In summary, the examples outlined in Tables II and III certainly expand the applications of PGx to BTs. However, these drugs represent a small fraction of the current and growing list of BTs on the market (10–12). Several technical, logistic, and regulatory factors have been cited as possible barriers (56–63). Some of these challenges appear to be common both small and large molecule drugs. For example, observations from the retrospective studies must be supported by well-designed prospective studies inclusive of randomized study cohorts as well as validation cohorts. On the other hand, some challenges are unique to protein therapeutics because of their unique pharmacokinetic and/or pharmaco-dynamic properties (57,58). Compared to somatic variation studies, large-scale investigations on association of germline variations with therapeutic outcomes of BTs are difficult to conduct due to limited patient populations. Quantitative (high vs. low antibody titer) as well as qualitative (neutralizing vs. non-neutralizing antibodies) heterogeneity of the immune response seen in a population of patients to a BT adds another dimension of complexity (59–63). The use of biosimilars and biobetters may further complicate data analysis and interpretation when addressing immunogenicity of the BTs. Finally, as seen with various small molecule drugs (64), multiple variations, each with only marginal influence on the therapeutic outcome of a BT, may not justify practical implementation of the results.
Current trends project a significant expansion in the role of BTs for treating various metabolic, immunologic, and genetic disorders (2–6). However, despite many advantages outlined above, a large body of evidence has also accumulated which underscores limitations in clinical application of BTs (reviewed in refs. (17–22)). Given the complex and multifactorial nature of the immune responses to BTs (65), additional efforts and resources would have to be devoted to understand the genetic determinants of the immunogenic response of BTs. Recently, this approach has been applied to understand genetic basis of immunogenicity to recombinant Factor VIII, a BT used for treatment of hemophilia A (66–70).
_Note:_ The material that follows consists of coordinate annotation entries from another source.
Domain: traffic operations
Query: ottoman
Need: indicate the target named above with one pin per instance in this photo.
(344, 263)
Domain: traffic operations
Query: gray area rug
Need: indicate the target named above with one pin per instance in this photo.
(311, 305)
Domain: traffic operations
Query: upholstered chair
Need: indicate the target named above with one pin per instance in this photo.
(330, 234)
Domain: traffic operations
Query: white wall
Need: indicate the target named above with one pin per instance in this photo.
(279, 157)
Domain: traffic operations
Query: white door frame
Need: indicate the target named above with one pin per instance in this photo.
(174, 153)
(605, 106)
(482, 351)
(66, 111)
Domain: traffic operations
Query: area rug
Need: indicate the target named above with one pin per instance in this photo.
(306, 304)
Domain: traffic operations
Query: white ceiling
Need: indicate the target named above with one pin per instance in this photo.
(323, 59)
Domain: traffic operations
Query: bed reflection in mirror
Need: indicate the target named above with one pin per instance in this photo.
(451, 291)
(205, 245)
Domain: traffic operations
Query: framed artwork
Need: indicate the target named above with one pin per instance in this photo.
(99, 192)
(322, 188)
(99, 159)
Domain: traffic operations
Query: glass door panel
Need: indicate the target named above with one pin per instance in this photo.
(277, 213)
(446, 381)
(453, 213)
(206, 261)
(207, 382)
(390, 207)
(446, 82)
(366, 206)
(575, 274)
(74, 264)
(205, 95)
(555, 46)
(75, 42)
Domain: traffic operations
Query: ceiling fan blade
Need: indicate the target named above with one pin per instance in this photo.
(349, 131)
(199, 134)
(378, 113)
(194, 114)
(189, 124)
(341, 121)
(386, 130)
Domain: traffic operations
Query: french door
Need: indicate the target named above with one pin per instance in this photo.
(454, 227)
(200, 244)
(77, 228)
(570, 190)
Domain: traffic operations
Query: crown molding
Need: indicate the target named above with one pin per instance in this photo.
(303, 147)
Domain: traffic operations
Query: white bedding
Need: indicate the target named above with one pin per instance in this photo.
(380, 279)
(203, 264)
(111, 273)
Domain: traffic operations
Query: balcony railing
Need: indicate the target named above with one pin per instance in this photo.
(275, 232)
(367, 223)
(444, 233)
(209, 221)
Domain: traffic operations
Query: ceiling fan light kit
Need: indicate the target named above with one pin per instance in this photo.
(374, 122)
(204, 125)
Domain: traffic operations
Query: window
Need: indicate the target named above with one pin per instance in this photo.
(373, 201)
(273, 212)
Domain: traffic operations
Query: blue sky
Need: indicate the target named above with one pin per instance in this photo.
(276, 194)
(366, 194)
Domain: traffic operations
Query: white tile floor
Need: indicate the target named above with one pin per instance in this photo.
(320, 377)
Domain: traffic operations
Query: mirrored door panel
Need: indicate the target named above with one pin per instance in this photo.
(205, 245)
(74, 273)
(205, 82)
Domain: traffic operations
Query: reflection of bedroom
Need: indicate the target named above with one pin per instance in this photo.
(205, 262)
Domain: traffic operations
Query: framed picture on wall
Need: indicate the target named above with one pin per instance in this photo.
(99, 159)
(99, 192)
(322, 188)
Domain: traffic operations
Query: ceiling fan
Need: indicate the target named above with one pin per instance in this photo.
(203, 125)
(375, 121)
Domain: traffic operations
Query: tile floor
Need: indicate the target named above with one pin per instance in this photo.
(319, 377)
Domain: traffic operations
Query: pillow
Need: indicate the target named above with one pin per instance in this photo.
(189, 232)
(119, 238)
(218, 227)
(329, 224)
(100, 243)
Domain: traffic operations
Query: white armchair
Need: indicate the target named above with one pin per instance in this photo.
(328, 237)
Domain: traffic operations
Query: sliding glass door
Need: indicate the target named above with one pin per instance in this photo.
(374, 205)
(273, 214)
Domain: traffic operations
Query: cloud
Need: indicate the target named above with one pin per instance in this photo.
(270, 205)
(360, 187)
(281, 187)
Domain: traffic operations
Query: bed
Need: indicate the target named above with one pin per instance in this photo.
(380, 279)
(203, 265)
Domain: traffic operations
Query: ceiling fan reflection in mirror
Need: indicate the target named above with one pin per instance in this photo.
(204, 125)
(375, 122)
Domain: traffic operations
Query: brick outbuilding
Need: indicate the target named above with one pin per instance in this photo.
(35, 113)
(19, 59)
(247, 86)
A growing body of literature points to influence of human genetic variability on efficacy as well as tolerability/adverse effects of a number of vaccines (reviewed in ref. (59,63,71,72)). Specifically, associations of variations in human genes for HLA, cytokines, or cytokine receptors, molecules associated with mounting immune response, have been implicated in determining response to hepatitis B vaccine (73–76), hepatitis C vaccine (77–79) as well as a number of childhood vaccines including rubella (80), mumps (81,82), and measles (81–83), as well as malaria (84). However, further scrutiny with prospective studies would be needed to translate this information into clinical recommendations. Application of newer genomic as well as bioinformatics tools for collecting and analyzing data on large-scale (85,86) would prove useful for discovering and conclusively proving association of genetic variations (somatic or germline) to efficacy and/or adverse effects of BTs. Readers are directed to the accompanying articles in this issue for a detailed discussion of these and similar approaches.
I wish to thank Drs. Nisha Nanaware-Kharade and Shraddha Thakkar for inviting me to participate in this discussion and giving me the opportunity to review this topic.